つまり、露点温度以下となると、空気が水分を保持しきれずに水滴となって、壁面や、床面、ガラス面等に発生する。
露点温度と結露
下記に室内の空調を行うと、エアコンや空調機からの吹き出し温度は13〜16℃程度であることが多い。
また、外気処理パッケージや外調機を用いる場合は、室内温湿度と等エンタルピーでの吹き出しであることが多く、20℃90%程度(露点温度:18.3℃)であることが多い。
すなわち、エアコンや外気処理パッケージ、外調機を介さずに外気を室内に取り入れる場合は、露点温度が18.3℃よりも高い空気であるほど結露が発生する可能性がある。

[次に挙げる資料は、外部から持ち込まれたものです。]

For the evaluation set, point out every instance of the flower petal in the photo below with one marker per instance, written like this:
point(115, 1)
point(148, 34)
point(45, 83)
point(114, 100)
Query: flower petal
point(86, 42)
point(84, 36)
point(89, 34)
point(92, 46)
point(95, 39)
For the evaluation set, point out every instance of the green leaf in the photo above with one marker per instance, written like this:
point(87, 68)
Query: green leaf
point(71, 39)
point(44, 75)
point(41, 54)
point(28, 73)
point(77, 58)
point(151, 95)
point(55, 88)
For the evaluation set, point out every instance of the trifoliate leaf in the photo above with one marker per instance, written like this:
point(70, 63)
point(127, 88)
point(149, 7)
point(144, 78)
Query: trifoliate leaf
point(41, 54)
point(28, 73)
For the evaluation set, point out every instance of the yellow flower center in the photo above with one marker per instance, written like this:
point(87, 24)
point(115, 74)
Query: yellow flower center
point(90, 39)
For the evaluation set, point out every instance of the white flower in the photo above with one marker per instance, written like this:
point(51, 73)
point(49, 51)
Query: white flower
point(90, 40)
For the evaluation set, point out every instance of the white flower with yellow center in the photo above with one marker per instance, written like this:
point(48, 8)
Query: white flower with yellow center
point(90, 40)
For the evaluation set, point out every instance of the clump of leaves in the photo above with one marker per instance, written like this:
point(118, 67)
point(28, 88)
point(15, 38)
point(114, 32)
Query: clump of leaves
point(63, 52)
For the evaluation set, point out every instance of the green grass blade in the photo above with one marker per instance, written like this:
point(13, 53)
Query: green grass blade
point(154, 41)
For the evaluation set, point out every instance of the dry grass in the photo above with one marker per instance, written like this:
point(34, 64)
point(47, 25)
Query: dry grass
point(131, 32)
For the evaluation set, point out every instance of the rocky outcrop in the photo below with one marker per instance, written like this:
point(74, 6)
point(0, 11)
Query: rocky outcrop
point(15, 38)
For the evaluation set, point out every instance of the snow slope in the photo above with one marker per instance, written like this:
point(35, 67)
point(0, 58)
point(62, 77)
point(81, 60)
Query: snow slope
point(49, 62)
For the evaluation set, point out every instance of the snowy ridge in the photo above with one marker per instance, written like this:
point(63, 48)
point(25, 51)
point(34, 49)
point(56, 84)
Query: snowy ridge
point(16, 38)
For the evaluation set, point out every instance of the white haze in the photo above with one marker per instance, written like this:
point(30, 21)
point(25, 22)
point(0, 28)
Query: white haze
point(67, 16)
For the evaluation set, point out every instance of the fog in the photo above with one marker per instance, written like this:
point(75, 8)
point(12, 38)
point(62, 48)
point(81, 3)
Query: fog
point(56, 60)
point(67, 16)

具体的には、外気の湿度が高いため、その空気が室内空気や空調機、エアコン等により冷却されると、外気取入れ空気が露点温度以下となることが想定される。
全熱交換器の出口露点温度
室内空気を26℃50%とし、熱交換効率を50%としたときの全熱交換器の出口露点温度を以下に紹介する。
年々、外気温湿度が上昇していることに伴い、全熱交換器の出口露点温度も上昇している傾向にある。
また、2024/8/18においては露点温度が21.4℃と2020年の露点温度を上回る結果となった。
つまり、20℃を大きく上回る結果となり、結露発生のリスクが増加していることが示唆された。
年月日 | 乾球温度 | 相対湿度 | エンタルピー | 露点温度 |
---|---|---|---|---|
2000年 | 27.2℃ | 60% | 61.9kJ/kg | 18.7℃ |
2005年 | 27.1℃ | 59% | 61.0kJ/kg | 18.4℃ |
2010年 | 27.8℃ | 60% | 63.9kJ/kg | 19.3℃ |
2015年 | 26.4℃ | 64% | 61.7kJ/kg | 19.0℃ |
2020年 | 27.6℃ | 65% | 66.1kJ/kg | 20.4℃ |
2024/8/18 | 27.9℃ | 68% | 69.2kJ/kg | 21.4℃ |
確実に湿度を処理するために
確実に湿度を処理するためには、外気処理パッケージによりあらかじめ外気を冷却したうえで室内へ供給する方法が挙げられる。
概ね、20℃90%(露点温度:18.3℃)程度で吹き出すため、結露が発生するリスクが低減する。
中央熱源方式を採用する場合は、外調機を使用することも考えられる。
外調機も外気処理パッケージ同様にある程度除湿したうえで吹き出すことが可能である。
(なお、設計者により、室内と等エンタルピーで吹き出すか、15度程度まで過冷却を行うかが分かれる部分でもある。)
外気処理パッケージと外調機については、以下の記事で詳しく紹介しているため、是非確認いただければと思う。
まとめ
今回は、熱交換器の熱交換効率や、外気の温湿度の推移と全熱交換器の出口温湿度の推移ならびに、確実に外気を処理する方法について紹介した。
近年では、結露に対するクレームが増えていることがあり、結露というワードに敏感になっている方も多い。
そのため、結露が発生するメカニズムを理解したうえで設計を行うことがより重要となるだろう。